Merritt and Waterman both said the legislation comes in response to last week's ruling by the 7th U.S. Circuit Court of Appeals that declared Senate Enrolled Act 258, from 2008, unconstitutional.
Waterman authored the law, which made it a Class A misdemeanor for sex offenders to use social networking sites they know allow access to youths under the age of 18, including popular websites Facebook and Twitter.
"The appeals court ruling suggests our law is too broad," Waterman said. "When it came to writing a restriction for sex offenders' access to social media sites, we had to ask ourselves if it was in the best interest of public safety for the policy to be too broad rather than too narrow.
"We chose the broader route, thinking it was the most logical step forward to protect our children. Although I don't agree with the court ruling, we will comply with it while working to approve a narrower version of the law that will pass the constitutionality test and safeguard Hoosier kids."
Both Merritt and Waterman agree a new law is needed to help protect Hoosier children from dangerous online predators.
The new legislation will be amended into Senate Bill 220, Merritt said, as bill filing deadlines have already passed.
If approved by the General Assembly, SB 220 would narrow the class of people prohibited from using a social media website to Class A felony child molester and sex offenders convicted of child solicitation.
"We can't permit offenders like these who have proven track records of endangering children to have access to social media sites where they can, once again, threaten our kids behind closed doors," Merritt said.

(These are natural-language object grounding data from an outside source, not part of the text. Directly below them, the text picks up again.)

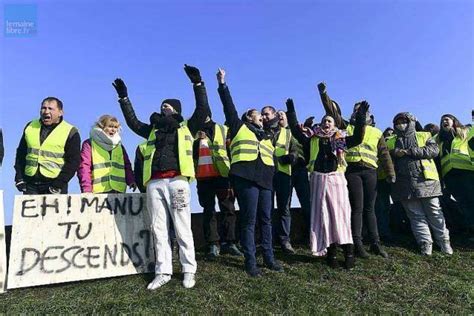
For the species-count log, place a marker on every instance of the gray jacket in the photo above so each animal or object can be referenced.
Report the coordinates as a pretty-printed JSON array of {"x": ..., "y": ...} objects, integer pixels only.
[{"x": 410, "y": 182}]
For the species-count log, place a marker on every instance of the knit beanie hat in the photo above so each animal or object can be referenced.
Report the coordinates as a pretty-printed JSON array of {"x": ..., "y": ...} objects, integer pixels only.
[{"x": 175, "y": 104}]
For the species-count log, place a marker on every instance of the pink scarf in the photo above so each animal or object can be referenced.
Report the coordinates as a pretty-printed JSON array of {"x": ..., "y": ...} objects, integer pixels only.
[{"x": 337, "y": 139}]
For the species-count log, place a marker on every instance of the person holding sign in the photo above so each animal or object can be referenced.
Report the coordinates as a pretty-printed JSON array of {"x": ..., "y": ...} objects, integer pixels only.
[
  {"x": 48, "y": 154},
  {"x": 251, "y": 171},
  {"x": 168, "y": 168},
  {"x": 105, "y": 166}
]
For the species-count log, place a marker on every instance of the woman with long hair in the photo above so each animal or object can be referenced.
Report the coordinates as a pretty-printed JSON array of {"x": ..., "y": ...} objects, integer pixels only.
[
  {"x": 105, "y": 166},
  {"x": 330, "y": 205}
]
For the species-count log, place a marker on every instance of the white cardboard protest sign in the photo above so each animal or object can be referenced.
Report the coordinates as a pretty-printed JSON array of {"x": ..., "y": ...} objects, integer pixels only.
[
  {"x": 63, "y": 238},
  {"x": 3, "y": 250}
]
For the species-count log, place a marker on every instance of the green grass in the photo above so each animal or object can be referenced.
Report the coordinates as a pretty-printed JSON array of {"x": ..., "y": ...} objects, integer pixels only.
[{"x": 405, "y": 283}]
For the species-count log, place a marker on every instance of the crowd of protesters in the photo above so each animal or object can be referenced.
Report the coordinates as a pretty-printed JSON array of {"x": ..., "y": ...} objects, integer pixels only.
[{"x": 347, "y": 174}]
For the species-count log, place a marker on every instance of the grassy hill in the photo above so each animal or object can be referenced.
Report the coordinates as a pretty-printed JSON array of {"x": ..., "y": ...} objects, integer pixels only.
[{"x": 407, "y": 282}]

It's of the utmost importance to reinstate this law and defend vulnerable young Hoosier."
SB 220 would also prohibit criminals designated as "offenders against children" -- or, by Indiana Code 35-42-4-11, persons required to register as sex or violent offenders for crimes like kidnapping, seduction and exploitations -- from using social media websites to communicate with Hoosiers younger than age 16 without parents' or guardians' permission.
SB 220 ix expected to be assigned to the Senate Committee on Corrections and Criminal Law.